AF CINE LINEより、2025年6月に開発発表された「28-45mm T2 FF」が登場する。AF Cine Lineは、映像制作の現場に革新をもたらす、Sigma初のAF対応シネレンズシリーズである。Sigma Artラインの光学系を受け継いだ高い描写力は言うまでもなく、高精度で優れた追従性を誇るAFと、シネマの現場で求められる機能を高次元で両立した。これにより、従来のスチル用レンズやシネレンズでは難しかった撮影スタイルや現場環境にも対応可能である。

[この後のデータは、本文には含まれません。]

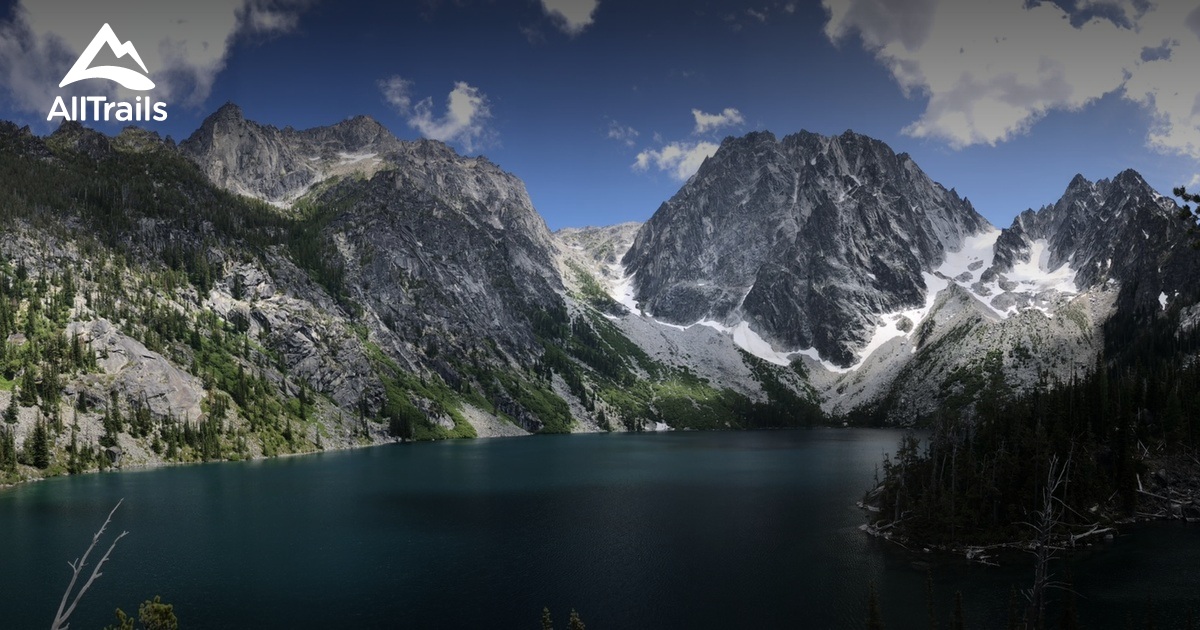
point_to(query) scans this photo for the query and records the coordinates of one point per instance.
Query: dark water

04 ケンコープロフェショナルイメージング/マシューズ スタジオ エクイップメント/ミソニクス(#7415)
プライムレンズ「VISTA」シリーズ

一つのシリーズに三つの個性を宿すのが、Tokina Vistaシリーズである。新シリーズ「Vista-C」は光学設計を一新し、往年のレンズを思わせる色彩豊かなフレアが特徴だ。滑らかなフォーカスの変化で被写体を印象的に描き出す。一方、「Vista-P」は、ヴィンテージレンズのような渦巻き状のボケ(ペッツバール効果)を生み出し、フレーム中央へ視線を引きつける独特の表現を可能にする。そして、シリーズの核となる「Vista」は、フォーカスブリージングをほぼゼロに抑えた最新の光学設計で、ラージフォーマットセンサーに対応する卓越した描写性能を提供する。

05 三友(#8408)
Leitz Cine、ミラーレスカメラ用単焦点レンズ「Leitz Cine HEKTOR」

往年の球面レンズが持つ描写特性を、現代の映像制作技術で再構築したシネレンズである。1980~90年代の設計思想に基づき、豊かなフレアといった個性的なルックを意図的に再現する。一方で最新のコーティングが不要なグレアや色収差を抑制し、現代の品質基準も満たしている。フルフレームに対応し、マウントは利用者がソニーE、キヤノンRF、ニコンZ、Lの各規格に交換可能な仕様である。また、フォーカスリングなどの位置も統一され、現場での迅速なレンズ交換を可能にする。このレンズは三友株式会社のブースで展示される。さらに、ニコン、ソニー、ブラックマジックデザインの各ブースでも一台ずつカメラに取り付けて展示される予定だ。

06 NiSi(#8609)
シネマレンズ「ATHENA」

撮影現場の効率性と高い映像表現力を両立させる大口径単焦点シネマレンズ群である。超広角14mmから望遠135mmまでを網羅し、主要な5本はT1.9の明るさで統一されている。超低色収差設計とマイクロコントラストの制御により、柔らかなボケ味と繊細なディテール表現を両立し、フォーカスブリージングも最小限に抑制した。多くのレンズで重量とサイズが同一なため、ジンバルなどのアクセサリーと組み合わせた際のレンズ交換も迅速に行える。マウントはPL、キヤノンRF、ソニーEに対応し、RFとEマウントではドロップイン式のリアフィルターも使用可能である。

07 Elysas(#8405)
シネマレンズ「MUSE PRIME」

ELYSASのシネマレンズ「MUSE PRIME」は、フルフレームを超える広いイメージサークルを持ち、富士フイルムGFXセンサーもカバーする。特筆すべきは、各焦点距離で900g未満という市場最軽量クラスの軽さを実現したことだ。画質はヴィンテージの柔らかさと現代的なシャープさを兼ね備える。収差を緻密に制御することで生み出される「溶け込むボケ」と称される独特の描写は、被写体を自然に際立たせ、立体感のある映像表現を可能にする。